I recently had the pleasure of representing the Skeptics Society as a guest of the CFI Summit conference in Tacoma, Washington, hosted jointly by the Center for Inquiry, the Committee for Skeptical Inquiry, and the Council for Secular Humanism. I was invited to contribute a 20-minute talk as part of the October 25, 2013 opening panel on the topic “Humanism and Skepticism: Separate or Joint Agendas?” with Ron Lindsay, Barry Kosmin, Ophelia Benson, Mark Hatcher, Ray Hyman, and Michael De Dora. Most of the panel argued that these two traditions either overlap very extensively, or can be usefully packaged together. As expected, Ray Hyman and I were the exceptions.
As a frequent critic of conflation between skepticism and parallel rationalist movements, I was asked to revisit some of my arguments regarding skepticism’s distinctiveness.

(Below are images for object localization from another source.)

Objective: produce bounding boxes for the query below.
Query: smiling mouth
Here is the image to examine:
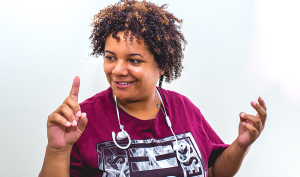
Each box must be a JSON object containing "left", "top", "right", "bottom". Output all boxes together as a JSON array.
[{"left": 115, "top": 81, "right": 135, "bottom": 85}]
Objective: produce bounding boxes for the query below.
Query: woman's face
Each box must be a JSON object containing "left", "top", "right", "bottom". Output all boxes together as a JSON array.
[{"left": 104, "top": 32, "right": 163, "bottom": 102}]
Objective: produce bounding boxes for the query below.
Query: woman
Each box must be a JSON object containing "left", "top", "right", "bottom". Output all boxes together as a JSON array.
[{"left": 40, "top": 0, "right": 267, "bottom": 176}]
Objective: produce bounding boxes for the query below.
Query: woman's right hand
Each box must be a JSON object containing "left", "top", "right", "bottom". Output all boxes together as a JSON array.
[{"left": 47, "top": 76, "right": 88, "bottom": 150}]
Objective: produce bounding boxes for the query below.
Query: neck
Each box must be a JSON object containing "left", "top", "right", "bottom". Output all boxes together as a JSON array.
[{"left": 113, "top": 89, "right": 161, "bottom": 120}]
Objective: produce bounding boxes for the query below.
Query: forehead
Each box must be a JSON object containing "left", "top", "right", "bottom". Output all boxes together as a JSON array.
[{"left": 104, "top": 32, "right": 150, "bottom": 54}]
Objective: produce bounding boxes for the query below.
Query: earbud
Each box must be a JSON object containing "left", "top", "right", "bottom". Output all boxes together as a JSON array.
[
  {"left": 112, "top": 130, "right": 131, "bottom": 149},
  {"left": 117, "top": 131, "right": 127, "bottom": 140},
  {"left": 112, "top": 88, "right": 191, "bottom": 164},
  {"left": 173, "top": 142, "right": 191, "bottom": 163},
  {"left": 113, "top": 95, "right": 131, "bottom": 149},
  {"left": 179, "top": 143, "right": 186, "bottom": 151},
  {"left": 173, "top": 143, "right": 186, "bottom": 151}
]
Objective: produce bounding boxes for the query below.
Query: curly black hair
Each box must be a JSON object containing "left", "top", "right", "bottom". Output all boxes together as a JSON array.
[{"left": 90, "top": 0, "right": 187, "bottom": 87}]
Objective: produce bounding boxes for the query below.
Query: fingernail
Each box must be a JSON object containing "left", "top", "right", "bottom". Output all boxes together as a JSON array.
[
  {"left": 242, "top": 122, "right": 246, "bottom": 126},
  {"left": 65, "top": 122, "right": 71, "bottom": 126},
  {"left": 241, "top": 113, "right": 245, "bottom": 118},
  {"left": 76, "top": 111, "right": 81, "bottom": 117},
  {"left": 251, "top": 101, "right": 256, "bottom": 106},
  {"left": 72, "top": 120, "right": 77, "bottom": 126}
]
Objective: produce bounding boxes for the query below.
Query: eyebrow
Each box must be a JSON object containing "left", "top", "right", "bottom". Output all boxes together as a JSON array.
[{"left": 105, "top": 50, "right": 144, "bottom": 58}]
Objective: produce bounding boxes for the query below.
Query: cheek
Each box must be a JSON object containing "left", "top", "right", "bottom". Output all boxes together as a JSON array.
[
  {"left": 131, "top": 67, "right": 160, "bottom": 84},
  {"left": 103, "top": 62, "right": 113, "bottom": 75},
  {"left": 130, "top": 67, "right": 144, "bottom": 79}
]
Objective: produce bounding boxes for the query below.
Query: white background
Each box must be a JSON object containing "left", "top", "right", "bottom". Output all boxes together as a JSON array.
[{"left": 0, "top": 0, "right": 299, "bottom": 176}]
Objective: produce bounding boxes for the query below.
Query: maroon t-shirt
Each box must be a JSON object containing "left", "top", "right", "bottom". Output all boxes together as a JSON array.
[{"left": 70, "top": 87, "right": 228, "bottom": 177}]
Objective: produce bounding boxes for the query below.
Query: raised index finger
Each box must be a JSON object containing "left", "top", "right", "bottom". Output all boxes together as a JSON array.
[{"left": 70, "top": 76, "right": 80, "bottom": 102}]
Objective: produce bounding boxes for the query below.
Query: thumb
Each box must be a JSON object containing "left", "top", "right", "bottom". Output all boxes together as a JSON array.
[
  {"left": 70, "top": 76, "right": 80, "bottom": 102},
  {"left": 77, "top": 112, "right": 88, "bottom": 133}
]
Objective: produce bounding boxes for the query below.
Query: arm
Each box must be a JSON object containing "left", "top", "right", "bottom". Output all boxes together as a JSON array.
[
  {"left": 39, "top": 76, "right": 88, "bottom": 177},
  {"left": 208, "top": 138, "right": 249, "bottom": 177},
  {"left": 209, "top": 97, "right": 267, "bottom": 177},
  {"left": 39, "top": 146, "right": 72, "bottom": 177}
]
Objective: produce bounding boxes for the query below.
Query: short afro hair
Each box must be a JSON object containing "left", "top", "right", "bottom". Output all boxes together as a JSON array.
[{"left": 90, "top": 0, "right": 187, "bottom": 87}]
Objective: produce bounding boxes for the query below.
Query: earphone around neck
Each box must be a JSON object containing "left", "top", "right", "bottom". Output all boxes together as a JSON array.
[{"left": 112, "top": 88, "right": 191, "bottom": 163}]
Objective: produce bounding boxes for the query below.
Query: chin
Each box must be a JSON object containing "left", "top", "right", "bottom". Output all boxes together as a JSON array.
[{"left": 112, "top": 88, "right": 132, "bottom": 100}]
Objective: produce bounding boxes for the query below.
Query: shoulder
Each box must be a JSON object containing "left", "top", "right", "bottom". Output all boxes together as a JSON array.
[
  {"left": 158, "top": 87, "right": 197, "bottom": 108},
  {"left": 79, "top": 87, "right": 113, "bottom": 109},
  {"left": 158, "top": 87, "right": 203, "bottom": 118}
]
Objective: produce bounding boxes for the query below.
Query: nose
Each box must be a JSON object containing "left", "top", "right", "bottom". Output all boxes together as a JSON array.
[{"left": 112, "top": 59, "right": 128, "bottom": 76}]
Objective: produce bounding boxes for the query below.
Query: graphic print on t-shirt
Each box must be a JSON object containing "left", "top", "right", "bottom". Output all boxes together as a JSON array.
[{"left": 97, "top": 132, "right": 207, "bottom": 177}]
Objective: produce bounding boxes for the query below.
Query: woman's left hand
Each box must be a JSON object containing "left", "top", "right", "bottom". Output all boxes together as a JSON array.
[{"left": 238, "top": 97, "right": 267, "bottom": 150}]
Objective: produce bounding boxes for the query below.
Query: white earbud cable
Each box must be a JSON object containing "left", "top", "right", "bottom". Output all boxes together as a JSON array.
[
  {"left": 156, "top": 88, "right": 191, "bottom": 163},
  {"left": 112, "top": 95, "right": 131, "bottom": 149},
  {"left": 112, "top": 89, "right": 190, "bottom": 163}
]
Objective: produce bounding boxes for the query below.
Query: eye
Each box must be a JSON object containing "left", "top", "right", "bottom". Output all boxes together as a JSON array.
[
  {"left": 129, "top": 59, "right": 142, "bottom": 64},
  {"left": 105, "top": 56, "right": 116, "bottom": 61}
]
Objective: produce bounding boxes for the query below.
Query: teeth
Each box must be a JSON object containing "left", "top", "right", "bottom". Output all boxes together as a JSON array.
[{"left": 118, "top": 82, "right": 129, "bottom": 85}]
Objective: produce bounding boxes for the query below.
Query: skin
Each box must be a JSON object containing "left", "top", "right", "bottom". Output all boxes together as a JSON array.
[
  {"left": 40, "top": 76, "right": 88, "bottom": 177},
  {"left": 104, "top": 31, "right": 164, "bottom": 120},
  {"left": 39, "top": 32, "right": 164, "bottom": 176},
  {"left": 209, "top": 97, "right": 267, "bottom": 177},
  {"left": 39, "top": 31, "right": 267, "bottom": 177}
]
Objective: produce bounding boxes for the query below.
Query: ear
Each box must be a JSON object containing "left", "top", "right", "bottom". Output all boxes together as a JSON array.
[{"left": 159, "top": 70, "right": 164, "bottom": 76}]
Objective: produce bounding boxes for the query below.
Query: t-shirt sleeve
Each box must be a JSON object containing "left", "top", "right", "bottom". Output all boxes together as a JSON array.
[{"left": 201, "top": 115, "right": 229, "bottom": 168}]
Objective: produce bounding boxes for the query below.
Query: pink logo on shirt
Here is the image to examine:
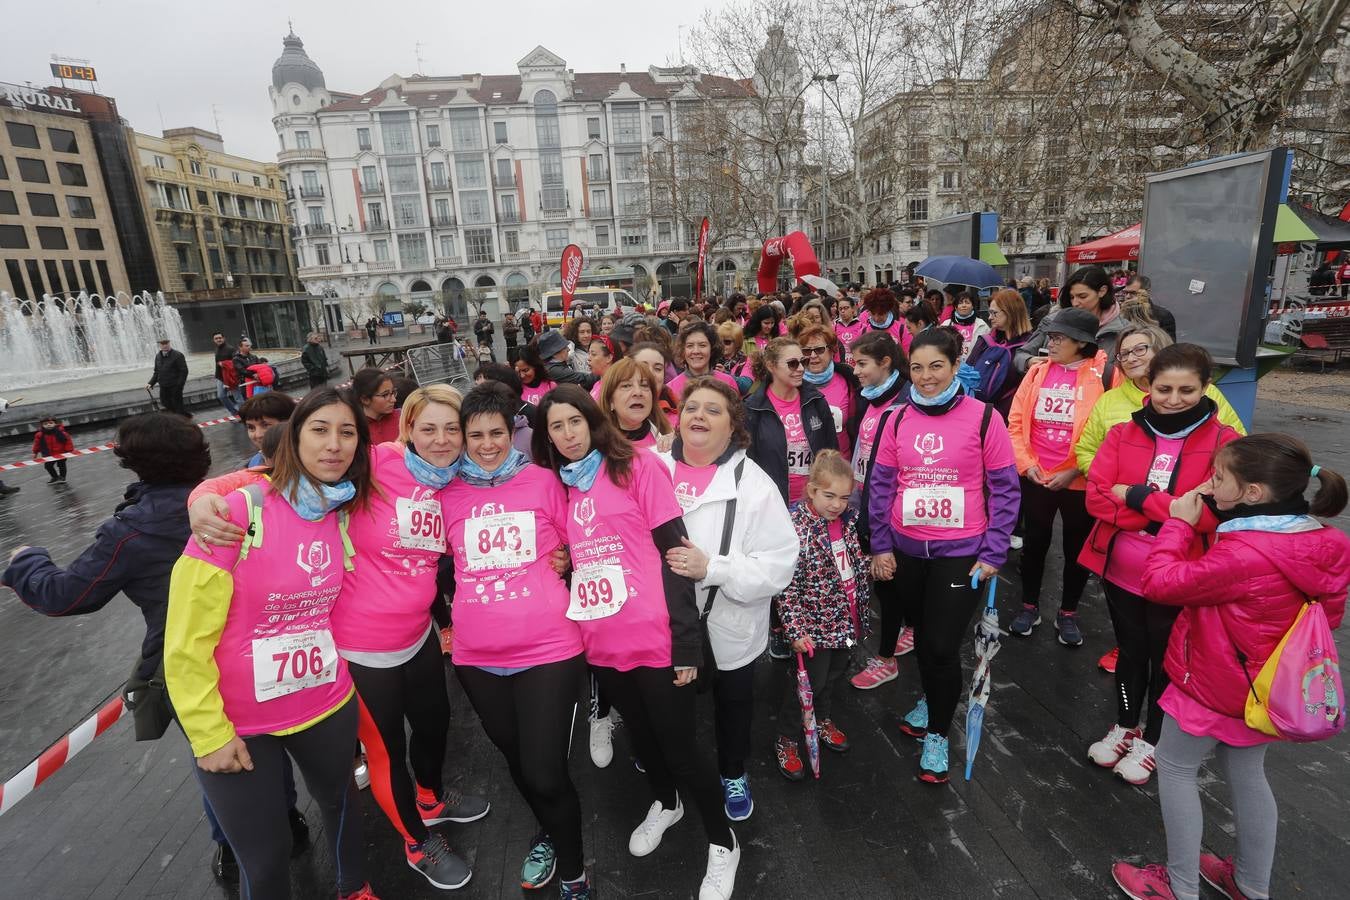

Regular readers will recognize that the central portion of my speech was adapted from my two-chapter historical exploration “Why Is There a Skeptical Movement?” (PDF)—notably from a section which I have previously posted as a standalone blog post. Nonetheless, there is also much here which I have not said publicly in the past.
I present my remarks here as they were delivered:
I’d like to thank the folks here at the Center for Inquiry for inviting me to join you here today.
I work for Pat Linse and Michael Shermer over at the Skeptics Society, so in some sense I’m an outsider here. And yet I feel intimately connected to the history and work and people—connected to both of the distinct traditions—that are represented at this event.